Bentz’s amendment also calls for the Air Force to explain its plans to procure fewer F-15EXs. Service leaders have adjusted their plans for the F-15 fleet recently, and that includes a smaller buy of F-15EXs to free up funds for other priorities.
Similarly, an amendment by Rep. Adam Kinzinger (R-Ill.) would prohibit the Air National Guard from retiring the RC-26 Condor, a tactical ISR platform the Guard has also used for counternarcotics, disaster response, and civil support missions.
Kinzinger’s amendment does allow the Secretary of the Air Force to retire individual RC-26s on a case-by-case basis if they are no longer mission capable, but it would force the Air National Guard to provide more funding for a platform that leaders say costs millions of dollars per year to keep going.

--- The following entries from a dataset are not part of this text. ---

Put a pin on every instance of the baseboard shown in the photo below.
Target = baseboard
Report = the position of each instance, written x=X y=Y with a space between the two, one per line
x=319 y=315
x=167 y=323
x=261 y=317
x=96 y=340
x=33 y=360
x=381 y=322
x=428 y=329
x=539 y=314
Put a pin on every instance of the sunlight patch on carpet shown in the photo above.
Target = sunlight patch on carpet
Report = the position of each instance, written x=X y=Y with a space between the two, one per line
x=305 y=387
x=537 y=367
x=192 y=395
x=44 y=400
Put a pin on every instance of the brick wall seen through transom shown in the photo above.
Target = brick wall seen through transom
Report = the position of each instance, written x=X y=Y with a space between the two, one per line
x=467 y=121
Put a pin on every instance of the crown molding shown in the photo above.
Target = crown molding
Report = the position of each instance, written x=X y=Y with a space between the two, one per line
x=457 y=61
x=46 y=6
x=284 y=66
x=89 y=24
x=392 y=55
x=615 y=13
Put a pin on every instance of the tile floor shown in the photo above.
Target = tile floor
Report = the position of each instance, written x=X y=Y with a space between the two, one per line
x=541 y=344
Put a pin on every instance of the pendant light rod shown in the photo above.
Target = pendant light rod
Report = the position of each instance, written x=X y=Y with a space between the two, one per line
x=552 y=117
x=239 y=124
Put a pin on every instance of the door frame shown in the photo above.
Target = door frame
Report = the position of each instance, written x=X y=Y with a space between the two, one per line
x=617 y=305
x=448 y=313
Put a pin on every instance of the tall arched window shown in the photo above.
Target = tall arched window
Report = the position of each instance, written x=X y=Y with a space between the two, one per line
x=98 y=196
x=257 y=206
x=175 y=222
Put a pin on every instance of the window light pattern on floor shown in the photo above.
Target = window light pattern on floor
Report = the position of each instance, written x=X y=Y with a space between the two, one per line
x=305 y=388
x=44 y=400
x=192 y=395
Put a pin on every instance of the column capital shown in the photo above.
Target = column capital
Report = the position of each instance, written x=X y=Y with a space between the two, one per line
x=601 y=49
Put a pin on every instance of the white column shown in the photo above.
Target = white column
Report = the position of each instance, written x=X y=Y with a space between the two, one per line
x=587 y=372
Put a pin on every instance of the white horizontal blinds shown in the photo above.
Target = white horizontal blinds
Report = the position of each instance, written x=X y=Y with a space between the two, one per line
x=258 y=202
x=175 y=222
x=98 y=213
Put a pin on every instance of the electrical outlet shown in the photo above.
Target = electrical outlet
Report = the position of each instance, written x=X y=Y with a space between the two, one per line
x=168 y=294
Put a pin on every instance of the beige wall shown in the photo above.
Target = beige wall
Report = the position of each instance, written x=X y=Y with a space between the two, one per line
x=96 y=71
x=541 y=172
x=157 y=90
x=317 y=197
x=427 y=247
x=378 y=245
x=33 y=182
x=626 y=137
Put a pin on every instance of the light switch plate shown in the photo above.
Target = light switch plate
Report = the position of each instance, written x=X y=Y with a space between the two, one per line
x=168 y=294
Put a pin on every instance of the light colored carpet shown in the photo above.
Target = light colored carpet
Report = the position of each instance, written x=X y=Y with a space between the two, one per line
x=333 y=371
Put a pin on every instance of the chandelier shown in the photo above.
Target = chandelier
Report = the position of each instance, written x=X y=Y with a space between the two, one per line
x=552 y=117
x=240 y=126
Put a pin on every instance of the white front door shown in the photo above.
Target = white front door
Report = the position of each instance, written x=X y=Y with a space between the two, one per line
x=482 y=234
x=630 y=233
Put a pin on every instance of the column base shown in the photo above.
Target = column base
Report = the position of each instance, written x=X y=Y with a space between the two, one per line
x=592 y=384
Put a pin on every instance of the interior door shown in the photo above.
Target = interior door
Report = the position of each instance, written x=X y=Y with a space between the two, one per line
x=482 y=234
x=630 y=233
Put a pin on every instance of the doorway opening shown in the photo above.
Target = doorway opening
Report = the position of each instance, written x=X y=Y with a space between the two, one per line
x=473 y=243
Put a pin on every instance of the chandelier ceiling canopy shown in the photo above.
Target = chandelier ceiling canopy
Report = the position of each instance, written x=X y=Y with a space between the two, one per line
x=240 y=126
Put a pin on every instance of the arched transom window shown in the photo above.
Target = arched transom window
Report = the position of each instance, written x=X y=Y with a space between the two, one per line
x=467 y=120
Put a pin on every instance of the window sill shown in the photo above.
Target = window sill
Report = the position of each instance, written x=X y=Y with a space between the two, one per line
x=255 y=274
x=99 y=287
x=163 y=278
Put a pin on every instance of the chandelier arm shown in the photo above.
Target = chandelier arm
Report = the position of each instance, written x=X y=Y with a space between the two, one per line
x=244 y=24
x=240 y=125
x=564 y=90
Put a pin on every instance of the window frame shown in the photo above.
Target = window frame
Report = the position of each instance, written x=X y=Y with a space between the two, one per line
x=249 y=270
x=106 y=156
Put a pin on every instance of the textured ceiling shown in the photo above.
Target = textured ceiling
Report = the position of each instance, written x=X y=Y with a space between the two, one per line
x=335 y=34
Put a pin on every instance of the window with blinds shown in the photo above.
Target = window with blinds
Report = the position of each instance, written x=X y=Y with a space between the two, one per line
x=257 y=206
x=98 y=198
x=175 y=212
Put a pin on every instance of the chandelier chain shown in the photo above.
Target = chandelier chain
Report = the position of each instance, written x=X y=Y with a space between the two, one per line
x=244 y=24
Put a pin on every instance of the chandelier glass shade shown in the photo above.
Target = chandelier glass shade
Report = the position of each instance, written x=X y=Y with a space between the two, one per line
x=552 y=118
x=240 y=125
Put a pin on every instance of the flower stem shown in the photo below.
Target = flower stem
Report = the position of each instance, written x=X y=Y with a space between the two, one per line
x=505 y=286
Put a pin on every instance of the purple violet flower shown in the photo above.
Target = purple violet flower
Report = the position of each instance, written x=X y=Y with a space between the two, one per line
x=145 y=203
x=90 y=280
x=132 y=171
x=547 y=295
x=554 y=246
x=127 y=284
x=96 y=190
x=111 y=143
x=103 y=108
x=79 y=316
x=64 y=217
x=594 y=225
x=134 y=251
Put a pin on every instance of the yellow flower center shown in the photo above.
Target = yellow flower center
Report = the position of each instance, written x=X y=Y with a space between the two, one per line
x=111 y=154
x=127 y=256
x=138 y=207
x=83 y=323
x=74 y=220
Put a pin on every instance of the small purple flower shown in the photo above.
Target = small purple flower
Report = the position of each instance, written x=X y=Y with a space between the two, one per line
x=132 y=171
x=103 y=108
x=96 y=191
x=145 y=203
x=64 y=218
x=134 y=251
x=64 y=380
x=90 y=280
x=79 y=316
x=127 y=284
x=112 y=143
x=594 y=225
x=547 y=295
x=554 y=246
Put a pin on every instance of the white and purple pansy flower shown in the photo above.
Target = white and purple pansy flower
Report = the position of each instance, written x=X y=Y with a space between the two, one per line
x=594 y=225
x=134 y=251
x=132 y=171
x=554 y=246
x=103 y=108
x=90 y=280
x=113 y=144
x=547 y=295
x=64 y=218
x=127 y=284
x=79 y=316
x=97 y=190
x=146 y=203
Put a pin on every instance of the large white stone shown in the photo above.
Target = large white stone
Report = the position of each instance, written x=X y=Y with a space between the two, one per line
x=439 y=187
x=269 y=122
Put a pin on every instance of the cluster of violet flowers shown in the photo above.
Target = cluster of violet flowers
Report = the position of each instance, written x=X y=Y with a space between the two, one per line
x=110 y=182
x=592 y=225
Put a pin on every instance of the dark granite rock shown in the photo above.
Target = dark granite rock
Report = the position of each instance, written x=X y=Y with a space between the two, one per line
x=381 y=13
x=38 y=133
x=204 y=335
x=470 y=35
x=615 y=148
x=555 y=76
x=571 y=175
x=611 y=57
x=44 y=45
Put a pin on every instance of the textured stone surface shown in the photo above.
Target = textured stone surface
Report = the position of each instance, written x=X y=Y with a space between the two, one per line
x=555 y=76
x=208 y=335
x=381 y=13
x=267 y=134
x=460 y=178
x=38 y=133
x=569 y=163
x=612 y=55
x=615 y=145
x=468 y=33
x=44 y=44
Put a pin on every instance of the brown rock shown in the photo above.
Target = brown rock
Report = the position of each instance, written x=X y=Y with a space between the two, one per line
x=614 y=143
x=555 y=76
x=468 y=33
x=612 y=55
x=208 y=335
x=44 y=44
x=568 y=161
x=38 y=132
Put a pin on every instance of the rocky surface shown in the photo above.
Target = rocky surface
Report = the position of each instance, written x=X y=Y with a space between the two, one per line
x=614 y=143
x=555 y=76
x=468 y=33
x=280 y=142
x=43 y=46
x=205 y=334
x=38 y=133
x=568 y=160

Those same leaders have said they can use other, cheaper technologies such as drones to perform the same missions the RC-26 handles, but Kinzinger’s amendment would require the Guard to maintain “a fleet of fixed wing, manned ISR/IAA aircraft.” The provision would also require an independent assessment of how the Air Force can modernize that fleet over the next decade.

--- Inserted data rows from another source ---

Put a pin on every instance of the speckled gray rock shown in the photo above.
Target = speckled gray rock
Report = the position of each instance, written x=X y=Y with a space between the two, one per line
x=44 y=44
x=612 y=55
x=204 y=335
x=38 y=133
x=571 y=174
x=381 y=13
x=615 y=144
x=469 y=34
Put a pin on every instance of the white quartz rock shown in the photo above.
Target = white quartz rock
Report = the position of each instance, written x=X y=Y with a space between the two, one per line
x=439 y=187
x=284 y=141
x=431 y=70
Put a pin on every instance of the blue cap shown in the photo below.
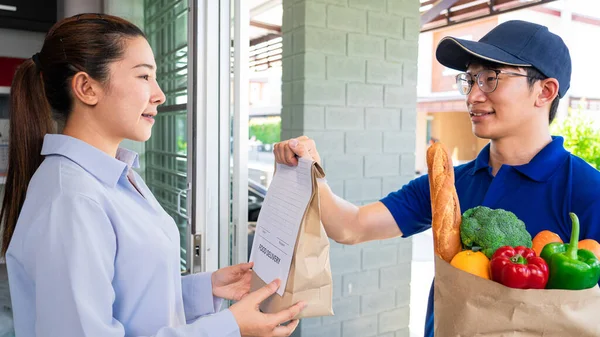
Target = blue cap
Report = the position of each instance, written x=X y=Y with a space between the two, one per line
x=514 y=43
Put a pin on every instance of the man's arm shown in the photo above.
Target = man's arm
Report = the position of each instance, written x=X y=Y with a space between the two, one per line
x=349 y=224
x=344 y=222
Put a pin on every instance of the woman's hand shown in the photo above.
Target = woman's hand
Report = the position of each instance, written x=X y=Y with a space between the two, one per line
x=252 y=322
x=233 y=282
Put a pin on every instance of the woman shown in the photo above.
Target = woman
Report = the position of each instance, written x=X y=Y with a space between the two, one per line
x=89 y=250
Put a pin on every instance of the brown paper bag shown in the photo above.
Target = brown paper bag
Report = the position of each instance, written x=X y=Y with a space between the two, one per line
x=467 y=305
x=309 y=279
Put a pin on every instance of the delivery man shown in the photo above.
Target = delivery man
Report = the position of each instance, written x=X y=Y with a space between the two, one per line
x=512 y=81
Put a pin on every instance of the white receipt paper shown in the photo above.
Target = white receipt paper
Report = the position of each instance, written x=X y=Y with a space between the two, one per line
x=279 y=221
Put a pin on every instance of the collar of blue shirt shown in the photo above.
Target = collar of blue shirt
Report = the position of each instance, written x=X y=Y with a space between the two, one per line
x=104 y=167
x=540 y=168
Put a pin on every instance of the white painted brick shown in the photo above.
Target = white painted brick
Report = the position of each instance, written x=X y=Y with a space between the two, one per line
x=309 y=65
x=287 y=45
x=410 y=73
x=287 y=93
x=411 y=29
x=365 y=95
x=378 y=302
x=409 y=119
x=345 y=118
x=400 y=96
x=364 y=282
x=345 y=308
x=286 y=134
x=329 y=330
x=308 y=117
x=395 y=277
x=376 y=258
x=403 y=296
x=393 y=184
x=287 y=69
x=382 y=72
x=324 y=92
x=309 y=13
x=382 y=165
x=344 y=166
x=328 y=142
x=387 y=25
x=325 y=40
x=346 y=68
x=405 y=252
x=407 y=164
x=286 y=117
x=335 y=2
x=403 y=7
x=362 y=189
x=394 y=320
x=399 y=142
x=363 y=142
x=337 y=186
x=399 y=51
x=287 y=19
x=365 y=326
x=403 y=333
x=296 y=94
x=383 y=119
x=361 y=45
x=346 y=19
x=378 y=5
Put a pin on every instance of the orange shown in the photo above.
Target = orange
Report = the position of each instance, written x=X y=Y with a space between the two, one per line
x=472 y=262
x=591 y=245
x=542 y=239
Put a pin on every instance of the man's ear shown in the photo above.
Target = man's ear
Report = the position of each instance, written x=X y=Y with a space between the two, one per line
x=85 y=88
x=549 y=92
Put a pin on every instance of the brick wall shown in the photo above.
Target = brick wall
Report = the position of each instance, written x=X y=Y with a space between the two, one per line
x=349 y=82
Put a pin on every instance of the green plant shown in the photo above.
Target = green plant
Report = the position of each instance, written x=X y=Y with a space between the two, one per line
x=581 y=134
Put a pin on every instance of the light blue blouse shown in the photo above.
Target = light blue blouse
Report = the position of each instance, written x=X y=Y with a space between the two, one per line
x=91 y=256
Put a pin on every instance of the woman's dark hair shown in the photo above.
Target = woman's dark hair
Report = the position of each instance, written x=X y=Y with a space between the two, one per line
x=41 y=90
x=534 y=76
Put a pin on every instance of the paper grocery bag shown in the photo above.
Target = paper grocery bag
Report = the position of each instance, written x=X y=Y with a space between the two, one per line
x=468 y=305
x=309 y=278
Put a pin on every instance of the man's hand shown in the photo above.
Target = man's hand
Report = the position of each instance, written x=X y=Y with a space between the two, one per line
x=288 y=152
x=233 y=282
x=252 y=322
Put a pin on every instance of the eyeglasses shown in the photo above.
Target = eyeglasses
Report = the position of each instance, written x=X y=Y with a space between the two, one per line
x=487 y=80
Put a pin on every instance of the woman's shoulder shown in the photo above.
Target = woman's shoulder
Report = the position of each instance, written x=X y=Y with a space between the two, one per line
x=59 y=175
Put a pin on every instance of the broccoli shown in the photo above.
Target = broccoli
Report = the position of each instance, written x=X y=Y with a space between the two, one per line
x=491 y=229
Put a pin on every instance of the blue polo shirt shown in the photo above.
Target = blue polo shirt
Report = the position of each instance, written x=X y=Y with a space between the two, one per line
x=541 y=193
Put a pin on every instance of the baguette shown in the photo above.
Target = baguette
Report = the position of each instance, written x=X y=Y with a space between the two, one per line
x=445 y=208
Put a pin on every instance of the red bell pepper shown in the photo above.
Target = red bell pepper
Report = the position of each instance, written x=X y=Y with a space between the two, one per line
x=519 y=267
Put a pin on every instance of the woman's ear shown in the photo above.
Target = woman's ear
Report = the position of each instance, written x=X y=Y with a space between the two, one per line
x=85 y=89
x=549 y=92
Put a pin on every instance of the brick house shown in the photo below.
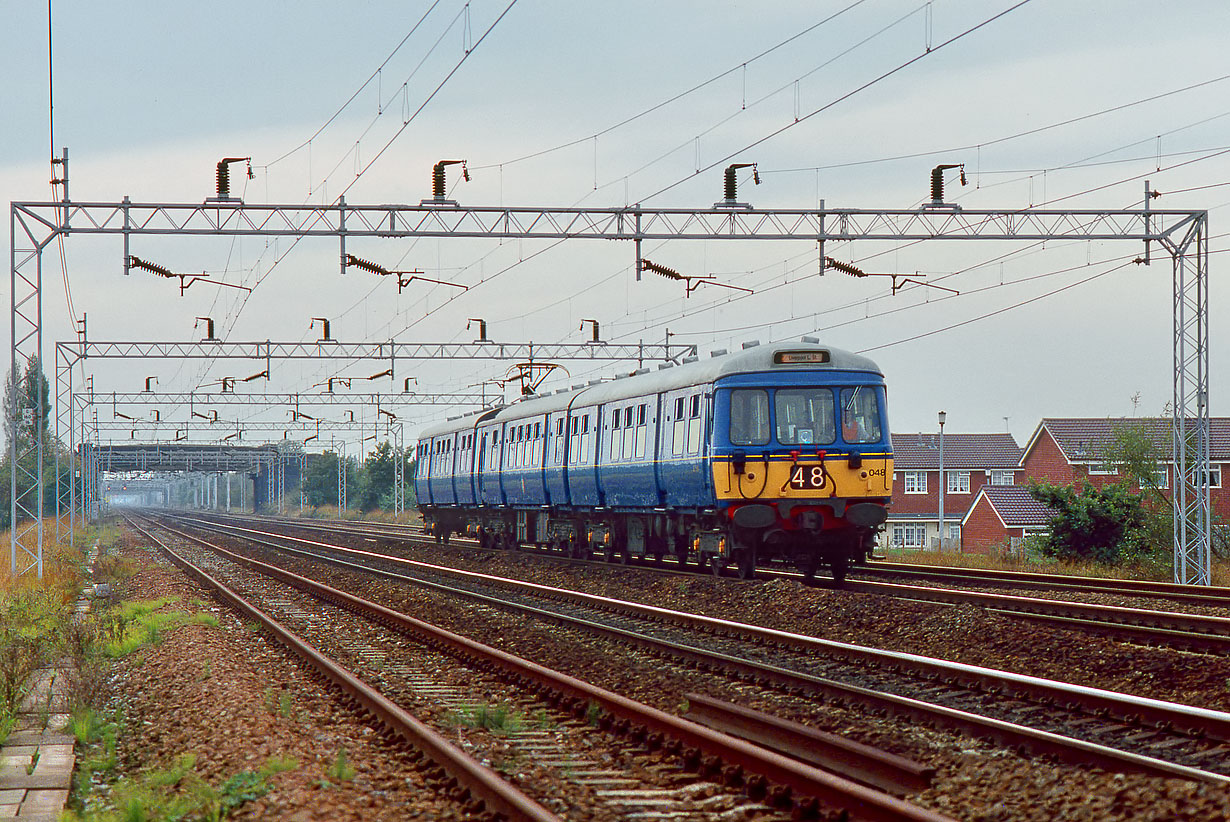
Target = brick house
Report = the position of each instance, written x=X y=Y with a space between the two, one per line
x=971 y=462
x=1065 y=450
x=1001 y=516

Finally, Rep. Guy Reschenthaler (R-Penn.) proposed an amendment that would stop short of blocking the Air Force from retiring any KC-135s, but it would express the sense that the service shouldn’t do so without replacing them on a one-for-one basis with KC-46s.
All three amendments were included in en bloc packages for consideration on the House floor, meaning they are virtually guaranteed to be approved.

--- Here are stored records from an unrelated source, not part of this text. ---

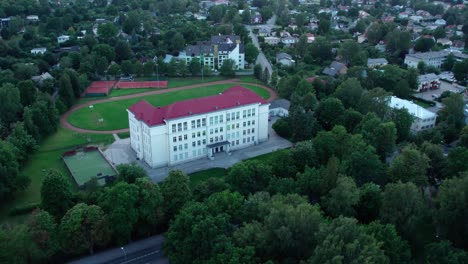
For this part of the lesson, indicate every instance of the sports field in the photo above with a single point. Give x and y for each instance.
(85, 165)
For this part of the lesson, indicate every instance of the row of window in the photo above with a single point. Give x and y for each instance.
(183, 126)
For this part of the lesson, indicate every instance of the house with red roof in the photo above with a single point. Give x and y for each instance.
(198, 128)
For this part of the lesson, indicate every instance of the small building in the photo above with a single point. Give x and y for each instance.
(272, 40)
(284, 59)
(335, 68)
(63, 39)
(379, 62)
(423, 118)
(36, 51)
(427, 82)
(280, 107)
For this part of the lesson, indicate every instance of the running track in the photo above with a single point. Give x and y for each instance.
(64, 117)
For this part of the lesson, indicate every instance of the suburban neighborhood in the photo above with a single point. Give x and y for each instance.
(233, 131)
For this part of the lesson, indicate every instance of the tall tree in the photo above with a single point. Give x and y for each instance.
(83, 228)
(410, 166)
(56, 195)
(176, 192)
(119, 203)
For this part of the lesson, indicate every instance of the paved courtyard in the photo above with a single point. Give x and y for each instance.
(120, 152)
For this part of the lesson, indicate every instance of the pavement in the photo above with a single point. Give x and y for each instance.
(120, 152)
(148, 250)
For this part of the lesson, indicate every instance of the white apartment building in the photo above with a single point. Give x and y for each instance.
(423, 118)
(432, 58)
(198, 128)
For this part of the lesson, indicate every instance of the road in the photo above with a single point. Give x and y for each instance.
(148, 250)
(261, 59)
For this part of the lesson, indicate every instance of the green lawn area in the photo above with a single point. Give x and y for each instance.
(197, 177)
(49, 157)
(115, 116)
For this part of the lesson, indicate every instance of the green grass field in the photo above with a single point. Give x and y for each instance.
(197, 177)
(86, 165)
(49, 157)
(115, 115)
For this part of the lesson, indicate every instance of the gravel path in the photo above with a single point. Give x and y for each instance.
(64, 118)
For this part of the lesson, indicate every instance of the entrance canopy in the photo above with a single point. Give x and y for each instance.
(218, 144)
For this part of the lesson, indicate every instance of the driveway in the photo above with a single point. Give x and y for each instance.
(120, 152)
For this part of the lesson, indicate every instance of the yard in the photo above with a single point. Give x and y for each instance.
(49, 157)
(114, 114)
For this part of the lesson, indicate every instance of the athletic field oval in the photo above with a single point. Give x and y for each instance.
(112, 114)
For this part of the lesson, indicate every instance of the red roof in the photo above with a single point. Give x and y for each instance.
(232, 97)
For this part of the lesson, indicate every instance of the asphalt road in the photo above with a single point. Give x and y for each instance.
(148, 250)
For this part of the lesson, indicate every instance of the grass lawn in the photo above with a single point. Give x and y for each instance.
(115, 115)
(49, 157)
(197, 177)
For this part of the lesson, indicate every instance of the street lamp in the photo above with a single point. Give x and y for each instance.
(125, 253)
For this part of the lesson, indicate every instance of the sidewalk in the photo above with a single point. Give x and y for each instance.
(148, 250)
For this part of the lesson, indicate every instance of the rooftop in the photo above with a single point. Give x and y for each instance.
(414, 109)
(233, 97)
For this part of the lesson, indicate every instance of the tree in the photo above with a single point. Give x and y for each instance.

Space Force Cyber Squadrons
Another amendment included in a package addresses how the Space Force will fill its current and future cyber-focused squadrons. Specifically, the provision by Rep. Stephanie Murphy (D-Fla.) would require the Secretary of the Air Force and the Chief of Space Operations to review the staffing requirements for those squadrons.
“Specifically, the review shall consider the specific sourcing of existing billets of the Space Force that are optimal for transfer to cyber squadrons, and the administrative process required to shift such billets to cyber squadrons,” the amendment’s summary reads.
The Space Force currently has three cyber squadrons—the 61st Cyber Squadron, the 62nd CYS, and the 65th CYS—as part of Space Delta 6. According to media reports, four more will stand up in the near future.
Cancer Study
A recent study from the Air Force revealed that fighter pilots from 1970 to 2004 experienced higher rates of certain kinds of cancer, and advocates are pushing for more study on the issue, to include more services, aircrew, and other areas.
Rep. August Pfluger (R-Texas), a former Air Force pilot, is one such advocate, and he included an amendment that would direct the Secretary of Veterans Affairs to work with the National Academies of Sciences, Engineering, and Medicine to “study the incidence of and mortality of cancer among individuals who served in the Navy, Air Force, or Marine Corps as aviators and aircrew.”
Pfluger’s amendment would also cover maintainers, and it would require the study to look at “chemicals, compounds, agents, and other phenomena” that could potentially be linked to higher rates of cancer among the individuals studied. The results of the study would have to be reported to Congress by the end of 2025.